What I have to remind myself right now is that at this point he was just a boyfriend. One who was living with me, but just a boyfriend all the same. But he made it clear that this journey I had just been thrust into was not mine alone. The next morning, after having not slept all night, we sat on the el heading downtown to catch our bus. Two stops in, an obviously mentally ill individual stepped onto the train and poised to punch me in the face. I was so out of it, I literally just stared back at her. P stood up, and gently pushed the woman to the other side of the train. When we finally reached the bus, he worked out a ticketing snafu with the driver as I banged my head against the bus door. When we boarded, he chose seats, situated my belongings, and held my hand. When the bus doors opened again in my hometown, he alighted with me, entering this strange new world by my side. He helped my step-family, people who I don't even know really, make food, find legal documents, make phone calls. He got all of my close friends there. He tried to get me to eat. He reminded me to shower. He laughed with me at my inappropriate macabre humor, and let me cry and throw legit toddler-like tantrums.

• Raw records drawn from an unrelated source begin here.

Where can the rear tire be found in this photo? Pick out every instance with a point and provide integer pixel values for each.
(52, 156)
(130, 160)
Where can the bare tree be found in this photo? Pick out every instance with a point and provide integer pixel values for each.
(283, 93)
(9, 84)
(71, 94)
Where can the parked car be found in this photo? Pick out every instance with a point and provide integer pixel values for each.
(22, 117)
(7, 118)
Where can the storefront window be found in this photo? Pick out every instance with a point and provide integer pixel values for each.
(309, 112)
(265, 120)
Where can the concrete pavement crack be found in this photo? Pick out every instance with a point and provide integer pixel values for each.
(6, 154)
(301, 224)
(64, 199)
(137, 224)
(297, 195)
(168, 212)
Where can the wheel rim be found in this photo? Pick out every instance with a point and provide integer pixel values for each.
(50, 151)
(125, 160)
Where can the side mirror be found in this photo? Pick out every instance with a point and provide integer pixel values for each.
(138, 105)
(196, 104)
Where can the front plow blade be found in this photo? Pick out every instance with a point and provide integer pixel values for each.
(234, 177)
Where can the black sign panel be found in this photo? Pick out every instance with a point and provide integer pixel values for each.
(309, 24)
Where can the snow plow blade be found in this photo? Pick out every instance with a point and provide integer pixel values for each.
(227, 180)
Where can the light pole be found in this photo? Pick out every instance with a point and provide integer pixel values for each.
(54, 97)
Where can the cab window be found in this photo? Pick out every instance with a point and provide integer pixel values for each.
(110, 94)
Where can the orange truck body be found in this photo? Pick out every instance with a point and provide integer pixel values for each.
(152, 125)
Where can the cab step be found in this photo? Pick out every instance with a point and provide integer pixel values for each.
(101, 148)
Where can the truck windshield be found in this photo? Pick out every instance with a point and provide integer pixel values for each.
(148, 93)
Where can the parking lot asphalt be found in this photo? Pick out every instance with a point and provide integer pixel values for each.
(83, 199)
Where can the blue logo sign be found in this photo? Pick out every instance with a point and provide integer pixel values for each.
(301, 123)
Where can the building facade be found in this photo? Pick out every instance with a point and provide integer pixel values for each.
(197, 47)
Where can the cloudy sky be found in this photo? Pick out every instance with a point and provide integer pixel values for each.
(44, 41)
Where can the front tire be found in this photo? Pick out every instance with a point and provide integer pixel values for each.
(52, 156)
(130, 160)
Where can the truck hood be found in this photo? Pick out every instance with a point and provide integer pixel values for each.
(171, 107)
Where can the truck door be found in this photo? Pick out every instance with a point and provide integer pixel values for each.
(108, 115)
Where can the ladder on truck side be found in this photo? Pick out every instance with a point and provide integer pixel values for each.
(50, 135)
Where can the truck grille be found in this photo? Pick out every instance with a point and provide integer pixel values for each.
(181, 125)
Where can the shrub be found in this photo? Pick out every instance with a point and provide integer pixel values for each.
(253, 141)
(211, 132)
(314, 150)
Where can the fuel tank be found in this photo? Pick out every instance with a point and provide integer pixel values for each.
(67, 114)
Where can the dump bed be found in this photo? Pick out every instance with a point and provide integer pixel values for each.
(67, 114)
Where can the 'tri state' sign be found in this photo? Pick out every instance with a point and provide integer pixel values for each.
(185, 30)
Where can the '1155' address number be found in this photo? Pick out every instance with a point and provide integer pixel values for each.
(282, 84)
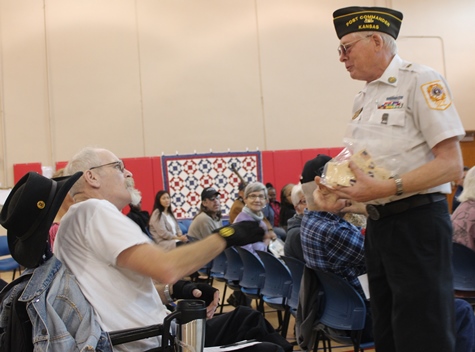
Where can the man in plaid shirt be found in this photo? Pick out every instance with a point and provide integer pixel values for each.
(329, 242)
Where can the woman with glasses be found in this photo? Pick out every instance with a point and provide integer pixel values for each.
(255, 199)
(163, 226)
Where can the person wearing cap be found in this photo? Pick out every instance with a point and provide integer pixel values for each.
(405, 114)
(255, 199)
(209, 217)
(329, 242)
(115, 264)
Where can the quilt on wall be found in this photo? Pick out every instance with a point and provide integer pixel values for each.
(185, 177)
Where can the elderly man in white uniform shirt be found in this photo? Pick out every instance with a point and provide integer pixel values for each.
(405, 120)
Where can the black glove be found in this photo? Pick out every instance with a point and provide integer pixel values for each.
(184, 290)
(241, 233)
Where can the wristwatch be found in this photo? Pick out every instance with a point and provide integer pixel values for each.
(166, 292)
(399, 188)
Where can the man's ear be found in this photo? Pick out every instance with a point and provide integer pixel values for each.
(91, 178)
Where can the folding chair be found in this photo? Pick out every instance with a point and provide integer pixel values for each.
(344, 309)
(277, 288)
(253, 277)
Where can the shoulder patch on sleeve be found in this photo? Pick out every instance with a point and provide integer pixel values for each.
(436, 95)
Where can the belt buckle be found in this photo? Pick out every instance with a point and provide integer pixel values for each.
(373, 212)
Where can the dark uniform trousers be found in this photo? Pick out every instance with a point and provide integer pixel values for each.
(409, 263)
(245, 323)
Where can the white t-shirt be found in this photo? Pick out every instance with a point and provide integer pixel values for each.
(401, 116)
(91, 236)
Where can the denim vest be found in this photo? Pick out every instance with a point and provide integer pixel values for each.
(53, 300)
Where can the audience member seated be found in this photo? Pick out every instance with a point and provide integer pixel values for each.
(255, 198)
(458, 189)
(334, 245)
(101, 246)
(329, 242)
(293, 244)
(62, 210)
(137, 215)
(163, 226)
(238, 204)
(463, 218)
(273, 203)
(286, 207)
(272, 212)
(209, 217)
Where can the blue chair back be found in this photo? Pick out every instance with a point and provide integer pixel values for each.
(296, 269)
(344, 309)
(463, 262)
(234, 268)
(254, 273)
(218, 269)
(278, 279)
(184, 225)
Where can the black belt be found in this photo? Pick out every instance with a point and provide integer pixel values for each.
(376, 212)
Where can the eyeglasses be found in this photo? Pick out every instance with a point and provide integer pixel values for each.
(343, 49)
(256, 196)
(119, 165)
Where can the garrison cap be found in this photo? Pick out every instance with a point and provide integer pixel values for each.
(358, 19)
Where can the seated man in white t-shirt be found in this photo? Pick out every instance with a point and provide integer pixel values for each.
(114, 262)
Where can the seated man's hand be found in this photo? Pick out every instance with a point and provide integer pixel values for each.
(326, 200)
(190, 290)
(241, 233)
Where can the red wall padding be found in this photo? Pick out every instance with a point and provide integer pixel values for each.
(19, 170)
(142, 170)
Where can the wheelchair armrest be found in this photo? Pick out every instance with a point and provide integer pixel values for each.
(122, 336)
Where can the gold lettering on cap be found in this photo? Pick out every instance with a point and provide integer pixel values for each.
(368, 26)
(372, 18)
(226, 231)
(350, 22)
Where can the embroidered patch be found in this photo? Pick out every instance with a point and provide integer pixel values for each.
(436, 95)
(357, 114)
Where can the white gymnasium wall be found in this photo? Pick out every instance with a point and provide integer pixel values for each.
(147, 77)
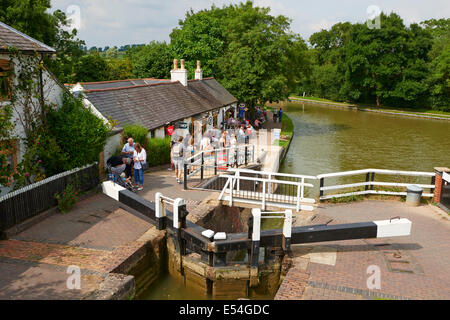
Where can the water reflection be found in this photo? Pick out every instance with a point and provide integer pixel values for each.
(328, 139)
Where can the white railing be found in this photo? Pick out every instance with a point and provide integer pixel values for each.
(218, 159)
(446, 177)
(293, 196)
(231, 151)
(370, 183)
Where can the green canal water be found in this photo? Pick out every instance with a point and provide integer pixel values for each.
(329, 139)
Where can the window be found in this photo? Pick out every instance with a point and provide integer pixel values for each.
(5, 81)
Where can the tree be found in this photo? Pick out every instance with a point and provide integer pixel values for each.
(78, 132)
(151, 61)
(199, 37)
(387, 64)
(92, 67)
(119, 69)
(252, 53)
(439, 81)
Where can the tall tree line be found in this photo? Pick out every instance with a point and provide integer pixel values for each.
(257, 57)
(394, 65)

If it hadn't sunk in yet that we'd crossed some kind of threshold in our relationship that weekend, that came the night before the funeral. I come from a family of only children. It's not big. We were already pulling step-family men to act as pallbearers. We needed one more. It had crossed my mind to ask P, but it's a strange thing to do."So you don't know these people. Fuck, I don't either. And I know we haven't really talked too much about where you and I are headed together, but would you help carry my mother's casket?" It's a lot. But I didn't have to ask. Because he offered.

Shit gets real when you see the man you love literally and actually carry your mother to her grave.

I realize now that P was actually one of the last people to see my mother. He was the one out of the two  of us to see her for the last time before her casket was closed. I looked at her, and then I was ushered outside to the waiting car. He and the other pallbearers stayed as the casket lid came down, and then they carried her out. After she was placed in the hearse, he came over to stand with me and my step-father. "Thank you for doing that," my step-father said. "It's my honor," P replied.

I watched him carry her up the precarious stone steps to the church she loved, steps I had walked with her when she remarried there in 2005 and I was her maid of honor. I followed him as he carried her down the center aisle of the church. I laid in his arms in the front row after giving my eulogy, crying like a maniac for the rest of the service. Yes, I was actually laying down in the pew.

I followed him as he carried her out of the church at the end to the waiting hearse. And when we got to the cemetery and I watched him bear the weight of the woman who raised me one more time, as I held a close friend's hand I said to her, "If I don't know now, I never will."

Two week after we got home, I proposed to him.